The company raised approximately USD 800 million ($1.2 billion) in its initial public offering before debuting on the New York Stock Exchange, selling 34 million shares at USD 23.50 each and valuing it at up to USD 9.32 billion.

Shares opened at USD 25.35, peaked at USD 27.89, then dropped to USD 23.11 by mid-afternoon.

The context: The listing, delayed multiple times due to market volatility, follows years of preparation and places StubHub among a wave of major tech IPOs during the strongest period for US listings since 2021.

CEO and co-founder Eric Baker called the offering a “deleveraging event” to raise capital and pay down debt. Baker reacquired StubHub in 2020 after Viagogo, another ticketing company he founded, agreed to buy it for USD 4.05 billion. He now holds 88.3% of the company’s voting power.

In the first half of 2025, StubHub reported a net loss of USD 76 million on USD 827.9 million in revenue, a 3% year-on-year increase. Rival ticketing giant Live Nation reported 6% growth over the same period.

StubHub is facing a lawsuit in Washington, DC, over its pricing practices, as well as separate inquiries in Pennsylvania and New York. The company is also subject to broader scrutiny from US regulators investigating the live events industry.
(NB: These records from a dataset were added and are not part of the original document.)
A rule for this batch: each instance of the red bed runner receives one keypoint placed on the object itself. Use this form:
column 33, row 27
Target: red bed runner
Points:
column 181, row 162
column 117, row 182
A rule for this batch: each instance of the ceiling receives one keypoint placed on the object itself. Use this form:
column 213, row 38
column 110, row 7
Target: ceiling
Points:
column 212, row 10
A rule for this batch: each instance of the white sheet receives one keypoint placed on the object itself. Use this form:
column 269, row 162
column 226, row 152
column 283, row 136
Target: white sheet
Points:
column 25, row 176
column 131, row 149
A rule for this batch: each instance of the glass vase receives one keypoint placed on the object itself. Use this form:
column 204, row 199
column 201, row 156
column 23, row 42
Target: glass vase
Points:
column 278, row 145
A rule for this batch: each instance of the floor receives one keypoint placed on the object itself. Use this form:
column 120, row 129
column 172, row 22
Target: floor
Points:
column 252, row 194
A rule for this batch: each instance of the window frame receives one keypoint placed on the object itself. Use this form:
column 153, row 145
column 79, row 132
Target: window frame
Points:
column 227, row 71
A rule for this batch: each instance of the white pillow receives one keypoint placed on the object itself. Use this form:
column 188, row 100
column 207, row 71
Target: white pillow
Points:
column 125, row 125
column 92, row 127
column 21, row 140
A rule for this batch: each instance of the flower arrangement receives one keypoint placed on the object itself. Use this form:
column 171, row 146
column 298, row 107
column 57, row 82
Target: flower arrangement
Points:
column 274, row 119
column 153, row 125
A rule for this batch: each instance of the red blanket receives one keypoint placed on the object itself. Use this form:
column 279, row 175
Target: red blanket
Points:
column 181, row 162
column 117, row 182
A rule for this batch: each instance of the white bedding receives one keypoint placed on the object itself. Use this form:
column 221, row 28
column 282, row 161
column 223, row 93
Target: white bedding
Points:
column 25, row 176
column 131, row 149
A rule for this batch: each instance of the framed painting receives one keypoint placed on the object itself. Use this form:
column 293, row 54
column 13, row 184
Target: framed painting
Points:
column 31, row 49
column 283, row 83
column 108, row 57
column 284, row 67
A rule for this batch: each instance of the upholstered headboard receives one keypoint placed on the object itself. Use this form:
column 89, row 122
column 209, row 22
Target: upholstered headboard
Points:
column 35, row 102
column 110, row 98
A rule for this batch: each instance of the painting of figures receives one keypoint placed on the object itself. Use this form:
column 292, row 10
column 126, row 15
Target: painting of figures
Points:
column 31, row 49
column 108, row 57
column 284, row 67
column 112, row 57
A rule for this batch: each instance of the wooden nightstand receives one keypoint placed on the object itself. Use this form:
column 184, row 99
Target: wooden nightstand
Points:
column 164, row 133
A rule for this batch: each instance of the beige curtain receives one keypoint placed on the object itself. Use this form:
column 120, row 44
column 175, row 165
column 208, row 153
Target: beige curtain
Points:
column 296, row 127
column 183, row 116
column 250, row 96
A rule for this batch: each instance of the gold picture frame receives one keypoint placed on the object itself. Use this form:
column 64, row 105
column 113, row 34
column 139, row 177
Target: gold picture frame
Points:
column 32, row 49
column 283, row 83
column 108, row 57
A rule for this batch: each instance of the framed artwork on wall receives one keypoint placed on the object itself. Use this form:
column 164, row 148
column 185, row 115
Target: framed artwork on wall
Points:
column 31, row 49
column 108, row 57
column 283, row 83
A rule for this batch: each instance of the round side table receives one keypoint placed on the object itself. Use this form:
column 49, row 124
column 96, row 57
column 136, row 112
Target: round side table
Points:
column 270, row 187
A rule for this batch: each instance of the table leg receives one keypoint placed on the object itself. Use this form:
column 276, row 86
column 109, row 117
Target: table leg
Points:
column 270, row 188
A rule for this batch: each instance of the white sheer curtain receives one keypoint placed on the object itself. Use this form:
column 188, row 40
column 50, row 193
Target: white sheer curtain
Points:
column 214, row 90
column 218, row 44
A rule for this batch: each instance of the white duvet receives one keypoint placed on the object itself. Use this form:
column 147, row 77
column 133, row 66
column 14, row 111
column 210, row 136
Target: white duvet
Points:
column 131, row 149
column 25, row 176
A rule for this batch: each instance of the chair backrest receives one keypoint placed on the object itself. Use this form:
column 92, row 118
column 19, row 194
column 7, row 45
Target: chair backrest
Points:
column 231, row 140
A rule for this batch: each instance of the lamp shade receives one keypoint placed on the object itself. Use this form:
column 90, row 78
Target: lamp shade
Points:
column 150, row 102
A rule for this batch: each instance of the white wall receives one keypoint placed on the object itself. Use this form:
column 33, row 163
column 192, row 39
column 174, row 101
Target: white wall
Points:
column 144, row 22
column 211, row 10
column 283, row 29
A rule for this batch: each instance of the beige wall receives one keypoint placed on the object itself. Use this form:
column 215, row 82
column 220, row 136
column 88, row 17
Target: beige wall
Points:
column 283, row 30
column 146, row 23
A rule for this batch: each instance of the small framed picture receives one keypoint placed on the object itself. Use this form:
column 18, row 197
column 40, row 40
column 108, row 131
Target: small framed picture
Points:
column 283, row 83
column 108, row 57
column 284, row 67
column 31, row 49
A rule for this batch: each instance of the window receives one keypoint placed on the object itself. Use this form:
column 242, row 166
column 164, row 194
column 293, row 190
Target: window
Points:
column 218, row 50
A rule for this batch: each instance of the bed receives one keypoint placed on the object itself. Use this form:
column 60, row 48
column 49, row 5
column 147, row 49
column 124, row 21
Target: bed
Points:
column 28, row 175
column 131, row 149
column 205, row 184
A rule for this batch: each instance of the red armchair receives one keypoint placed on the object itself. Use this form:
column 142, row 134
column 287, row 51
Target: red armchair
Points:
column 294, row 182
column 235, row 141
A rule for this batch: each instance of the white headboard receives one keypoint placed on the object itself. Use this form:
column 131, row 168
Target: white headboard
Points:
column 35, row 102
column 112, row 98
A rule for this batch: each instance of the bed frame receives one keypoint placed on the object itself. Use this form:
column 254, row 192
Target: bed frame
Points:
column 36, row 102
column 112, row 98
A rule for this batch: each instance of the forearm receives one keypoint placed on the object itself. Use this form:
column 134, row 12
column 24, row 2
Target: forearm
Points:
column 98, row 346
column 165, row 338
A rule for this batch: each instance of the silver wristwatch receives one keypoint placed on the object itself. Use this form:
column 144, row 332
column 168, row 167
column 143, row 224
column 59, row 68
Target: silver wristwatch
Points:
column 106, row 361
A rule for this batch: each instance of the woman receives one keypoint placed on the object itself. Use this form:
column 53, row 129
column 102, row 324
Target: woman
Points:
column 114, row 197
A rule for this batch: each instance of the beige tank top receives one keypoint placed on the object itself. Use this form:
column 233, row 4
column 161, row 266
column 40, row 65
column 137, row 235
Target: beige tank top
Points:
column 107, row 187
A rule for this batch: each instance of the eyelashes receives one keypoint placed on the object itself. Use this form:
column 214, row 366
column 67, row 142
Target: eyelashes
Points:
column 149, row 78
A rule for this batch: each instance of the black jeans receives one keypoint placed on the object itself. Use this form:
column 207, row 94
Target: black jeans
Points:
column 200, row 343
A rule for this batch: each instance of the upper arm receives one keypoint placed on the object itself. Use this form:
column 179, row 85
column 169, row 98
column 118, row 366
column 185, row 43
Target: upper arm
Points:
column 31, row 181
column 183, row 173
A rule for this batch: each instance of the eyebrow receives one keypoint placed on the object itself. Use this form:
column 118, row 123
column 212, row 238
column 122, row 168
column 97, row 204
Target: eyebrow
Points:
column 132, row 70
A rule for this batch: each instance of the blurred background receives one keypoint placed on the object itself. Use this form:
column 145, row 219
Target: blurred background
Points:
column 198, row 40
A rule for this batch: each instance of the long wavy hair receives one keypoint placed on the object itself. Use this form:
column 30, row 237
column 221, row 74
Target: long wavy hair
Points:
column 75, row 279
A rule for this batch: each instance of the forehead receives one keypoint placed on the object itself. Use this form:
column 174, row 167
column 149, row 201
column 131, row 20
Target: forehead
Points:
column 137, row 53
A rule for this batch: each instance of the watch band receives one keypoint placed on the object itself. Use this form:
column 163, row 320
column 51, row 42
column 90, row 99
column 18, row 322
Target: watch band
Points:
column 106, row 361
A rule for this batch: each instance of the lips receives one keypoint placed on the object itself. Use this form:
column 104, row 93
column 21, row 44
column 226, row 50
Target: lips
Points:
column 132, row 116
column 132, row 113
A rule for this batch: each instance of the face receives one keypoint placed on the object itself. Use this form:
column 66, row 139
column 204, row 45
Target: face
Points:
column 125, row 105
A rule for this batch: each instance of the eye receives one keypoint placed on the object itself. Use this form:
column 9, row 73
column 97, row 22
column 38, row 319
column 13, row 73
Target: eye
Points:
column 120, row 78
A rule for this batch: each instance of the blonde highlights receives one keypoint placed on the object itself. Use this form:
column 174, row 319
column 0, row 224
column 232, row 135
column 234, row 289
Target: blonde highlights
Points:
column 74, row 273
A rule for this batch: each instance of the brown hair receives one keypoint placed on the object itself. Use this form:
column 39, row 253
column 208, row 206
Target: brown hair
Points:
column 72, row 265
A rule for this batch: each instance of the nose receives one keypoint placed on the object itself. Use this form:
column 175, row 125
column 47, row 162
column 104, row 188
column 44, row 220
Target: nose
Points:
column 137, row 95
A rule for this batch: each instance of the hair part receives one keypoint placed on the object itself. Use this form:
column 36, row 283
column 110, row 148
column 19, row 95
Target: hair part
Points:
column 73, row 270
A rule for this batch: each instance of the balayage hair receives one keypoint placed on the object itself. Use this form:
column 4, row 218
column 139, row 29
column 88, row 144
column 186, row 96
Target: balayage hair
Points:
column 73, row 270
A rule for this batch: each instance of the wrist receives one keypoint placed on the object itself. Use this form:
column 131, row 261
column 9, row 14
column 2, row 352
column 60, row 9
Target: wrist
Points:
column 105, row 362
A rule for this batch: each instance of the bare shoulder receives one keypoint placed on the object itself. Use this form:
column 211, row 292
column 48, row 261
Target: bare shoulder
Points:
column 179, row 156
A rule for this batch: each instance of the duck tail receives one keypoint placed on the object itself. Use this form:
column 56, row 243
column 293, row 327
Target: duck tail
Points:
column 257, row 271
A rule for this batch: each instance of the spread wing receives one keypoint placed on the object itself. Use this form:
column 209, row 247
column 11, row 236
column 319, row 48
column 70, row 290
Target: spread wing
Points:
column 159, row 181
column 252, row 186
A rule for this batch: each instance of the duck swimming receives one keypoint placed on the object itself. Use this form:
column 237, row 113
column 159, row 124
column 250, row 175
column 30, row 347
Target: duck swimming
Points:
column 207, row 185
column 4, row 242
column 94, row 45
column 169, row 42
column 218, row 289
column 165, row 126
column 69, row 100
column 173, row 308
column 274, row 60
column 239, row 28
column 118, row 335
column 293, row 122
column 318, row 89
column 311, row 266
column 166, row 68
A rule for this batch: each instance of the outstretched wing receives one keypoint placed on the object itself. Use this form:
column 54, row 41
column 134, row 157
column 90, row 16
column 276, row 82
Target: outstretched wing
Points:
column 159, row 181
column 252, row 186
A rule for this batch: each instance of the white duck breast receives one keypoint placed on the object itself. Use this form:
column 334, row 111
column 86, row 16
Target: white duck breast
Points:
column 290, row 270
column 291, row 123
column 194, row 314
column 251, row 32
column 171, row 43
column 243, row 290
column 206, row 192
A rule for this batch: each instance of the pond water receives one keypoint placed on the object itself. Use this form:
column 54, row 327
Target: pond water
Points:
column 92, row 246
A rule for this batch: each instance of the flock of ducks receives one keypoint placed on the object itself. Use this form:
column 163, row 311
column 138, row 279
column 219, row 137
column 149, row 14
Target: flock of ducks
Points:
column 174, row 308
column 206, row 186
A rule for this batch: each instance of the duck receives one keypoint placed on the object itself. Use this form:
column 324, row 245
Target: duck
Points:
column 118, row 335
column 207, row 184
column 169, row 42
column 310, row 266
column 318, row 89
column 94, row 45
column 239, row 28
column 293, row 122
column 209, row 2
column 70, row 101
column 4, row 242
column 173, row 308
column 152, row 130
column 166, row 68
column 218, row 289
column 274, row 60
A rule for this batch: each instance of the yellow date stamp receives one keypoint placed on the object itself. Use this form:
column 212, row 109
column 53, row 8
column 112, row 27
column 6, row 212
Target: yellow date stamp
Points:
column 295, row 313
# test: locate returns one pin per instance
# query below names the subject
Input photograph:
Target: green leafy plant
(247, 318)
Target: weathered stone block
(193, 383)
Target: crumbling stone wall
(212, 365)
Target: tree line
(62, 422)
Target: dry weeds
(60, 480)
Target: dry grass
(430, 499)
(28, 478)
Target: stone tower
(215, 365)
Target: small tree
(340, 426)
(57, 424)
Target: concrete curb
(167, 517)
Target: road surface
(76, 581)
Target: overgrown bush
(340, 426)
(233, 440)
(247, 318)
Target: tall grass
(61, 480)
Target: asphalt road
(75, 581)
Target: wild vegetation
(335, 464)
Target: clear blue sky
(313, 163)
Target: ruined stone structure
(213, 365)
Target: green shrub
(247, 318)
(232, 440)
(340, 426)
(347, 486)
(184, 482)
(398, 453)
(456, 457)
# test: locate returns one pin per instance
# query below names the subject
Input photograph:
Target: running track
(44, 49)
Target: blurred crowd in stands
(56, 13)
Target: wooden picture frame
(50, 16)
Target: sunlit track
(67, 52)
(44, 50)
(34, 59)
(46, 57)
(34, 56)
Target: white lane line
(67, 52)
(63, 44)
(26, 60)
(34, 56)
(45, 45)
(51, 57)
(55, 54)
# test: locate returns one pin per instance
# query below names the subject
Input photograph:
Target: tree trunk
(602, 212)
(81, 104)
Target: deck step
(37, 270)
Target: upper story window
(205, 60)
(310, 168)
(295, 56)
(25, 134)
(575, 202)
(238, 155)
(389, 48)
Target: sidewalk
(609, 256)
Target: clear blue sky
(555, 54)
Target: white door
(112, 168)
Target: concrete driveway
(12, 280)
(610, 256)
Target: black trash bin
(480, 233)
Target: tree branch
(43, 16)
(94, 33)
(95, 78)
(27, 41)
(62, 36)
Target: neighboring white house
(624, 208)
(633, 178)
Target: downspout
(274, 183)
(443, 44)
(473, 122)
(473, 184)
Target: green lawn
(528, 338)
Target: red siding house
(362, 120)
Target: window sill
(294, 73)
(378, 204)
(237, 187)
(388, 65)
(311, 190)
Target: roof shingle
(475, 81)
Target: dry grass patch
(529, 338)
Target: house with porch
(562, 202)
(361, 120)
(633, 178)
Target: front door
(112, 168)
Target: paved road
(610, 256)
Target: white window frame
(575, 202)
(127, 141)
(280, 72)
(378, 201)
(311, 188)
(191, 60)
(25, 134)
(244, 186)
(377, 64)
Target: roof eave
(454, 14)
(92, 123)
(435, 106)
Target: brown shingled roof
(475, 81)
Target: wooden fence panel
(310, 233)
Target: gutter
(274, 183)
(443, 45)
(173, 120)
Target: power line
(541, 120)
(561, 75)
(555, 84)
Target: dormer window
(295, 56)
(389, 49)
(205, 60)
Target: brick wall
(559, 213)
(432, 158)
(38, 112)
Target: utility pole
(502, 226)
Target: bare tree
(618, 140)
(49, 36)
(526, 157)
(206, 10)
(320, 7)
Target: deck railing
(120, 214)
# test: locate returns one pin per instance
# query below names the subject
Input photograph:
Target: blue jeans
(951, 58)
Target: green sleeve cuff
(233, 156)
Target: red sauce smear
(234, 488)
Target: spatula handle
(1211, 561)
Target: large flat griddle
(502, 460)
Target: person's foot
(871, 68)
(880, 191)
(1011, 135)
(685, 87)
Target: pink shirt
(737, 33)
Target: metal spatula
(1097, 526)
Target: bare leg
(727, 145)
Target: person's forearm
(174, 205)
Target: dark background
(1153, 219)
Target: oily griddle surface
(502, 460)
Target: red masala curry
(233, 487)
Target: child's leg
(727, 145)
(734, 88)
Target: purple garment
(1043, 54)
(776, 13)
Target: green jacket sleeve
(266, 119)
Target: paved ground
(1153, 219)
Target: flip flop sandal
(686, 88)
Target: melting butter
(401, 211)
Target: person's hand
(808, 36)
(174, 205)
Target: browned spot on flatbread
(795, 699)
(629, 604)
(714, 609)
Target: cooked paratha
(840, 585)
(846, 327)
What they said: "It’s been a long and winding road,” Chief Executive Eric Baker said in an interview with The Wall Street Journal.

"It is really a deleveraging event for us to raise the capital, to pay down debt," he then added in an interview with Reuters.

"With revenue growth still slow and the industry under scrutiny for fees and fairness, investor appetite looks more measured than exuberant," Kat Liu, vice president at IPO research firm IPOX, told Reuters.